A major character on NBC’s family drama Parenthood, Monica Potter’s suburban mom Kristina Braverman, spent an entire season of the show fighting breast cancer. Viewers saw Kristina and her family struggle with her loss of energy, disappearing hair, debilitating chemotherapy treatments and much more.

And there have been two recent series centered on characters who had cancer throughout the run of the program: Showtime’s The Big C, and AMC’s breakout hit about a high school science teacher with lung cancer who becomes a methamphetamine-making drug lord, Breaking Bad.

On The Big C in particular, producers and star Laura Linney wanted to focus the show’s drama on all the changes and choices someone is forced to make when struggling with a terminal illness. Light years removed from the days when TV shows barely acknowledged the details of the disease, The Big C focused like a laser on a suburban wife and mother’s process of figuring out how to spend her last months, weeks and days.

“It was important to me that you actually see what’s happening to her, that you see the cancer, and you can see how it changes people,” Linney told the public radio show Fresh Air, noting that she accepted the role of cancer patient Cathy Jamison not long before her father, playwright Romulus Linney, died of the disease.

“There is something about what happens to the soul of a person as they are battling with an illness; the days when they’re feeling weak, the days where they’re strong, how that shifts and changes, what happens to the voice, how the body moves,” she added.

Experts say people tend to absorb and believe health information depicted in TV and movies more readily. So modern TV’s evolution toward a more realistic and detailed depiction of cancer can mark a major evolution in how the public views serious illnesses and the people who struggle with them.


When talk turns to early depictions of cancer, it’s tough to avoid 1971’s landmark, made-for-TV movie, Brian’s Song.

Featuring James Caan as Chicago Bears running back Brian Piccolo and Billy Dee Williams as teammate Gayle Sayers, Brian’s Song recounts the two players’ close friendship, which lasted until Piccolo died at age 26 of cancer.

Thompson, who still shows the film to his classes at Syracuse University, said the movie reflected how TV often handled portrayals of cancer back then: the process of treating and living with the disease was rarely shown, and the illness was treated as a death sentence.

“It was almost the opposite of the Parenthood storyline,” the professor added. “Perhaps cancer is a little less scary in modern times, because we understand it a little better.”

Other notable cancer depictions from that era included a storyline on CBS’ All in the Family in which character Edith Bunker mistakenly thought a lump in her breast might be cancer and a 1978 TV movie, First You Cry, featuring Mary Tyler Moore as a TV anchor who gets breast cancer.

Even on the groundbreaking 1980s medical drama St.

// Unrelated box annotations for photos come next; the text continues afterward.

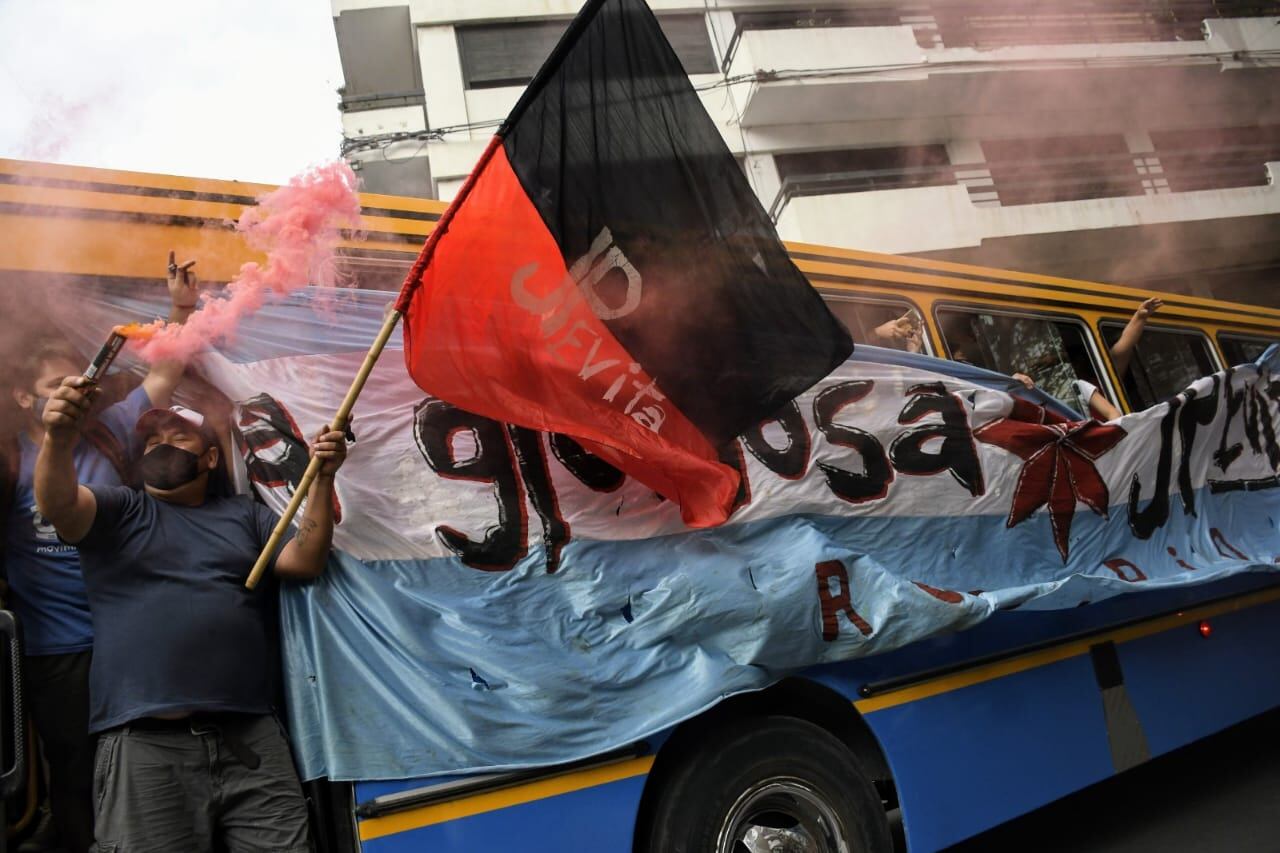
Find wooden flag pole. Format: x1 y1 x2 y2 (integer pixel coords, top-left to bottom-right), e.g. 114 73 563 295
244 310 402 589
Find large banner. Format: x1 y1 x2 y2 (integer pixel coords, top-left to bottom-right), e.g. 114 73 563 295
74 285 1280 779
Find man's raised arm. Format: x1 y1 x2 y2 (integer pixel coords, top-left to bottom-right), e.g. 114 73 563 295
275 427 347 580
142 252 200 409
35 377 97 544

Elsewhere, one storyline featured a cancer patient who was shot to death by a relative, seemingly put out of his misery. But the rise of popular, creatively strong medical dramas such as ER and Chicago Hope helped add to more realistic depiction in the 1990s and beyond.

ER…was a realistic prime time drama and huge ratings success, showing people were not turned off [by depictions of serious illness],” said Sheila Murphy, an associate professor at the University of Southern California who has written studies tracking the evolution of health depictions in television. “ER was unique in that it had actual [medical doctors] as writers and producers and these MDs typically wanted more realistic storylines.”

Later, TV shows such as thirtysomething, Sex and the City, Desperate Housewives and Grey’s Anatomy would feature storylines with major characters fighting cancer. But it wasn’t until Breaking Bad in 2008 and The Big Cin 2010 that major TV series were centered on a starring character with cancer – and both those shows were on cable channels with smaller audiences than broadcast networks.

“[TV shows] still have to make cancer interesting and not off putting,” Murphy added. “Which is why most medical dramas [still] have ancillary characters get cancer.”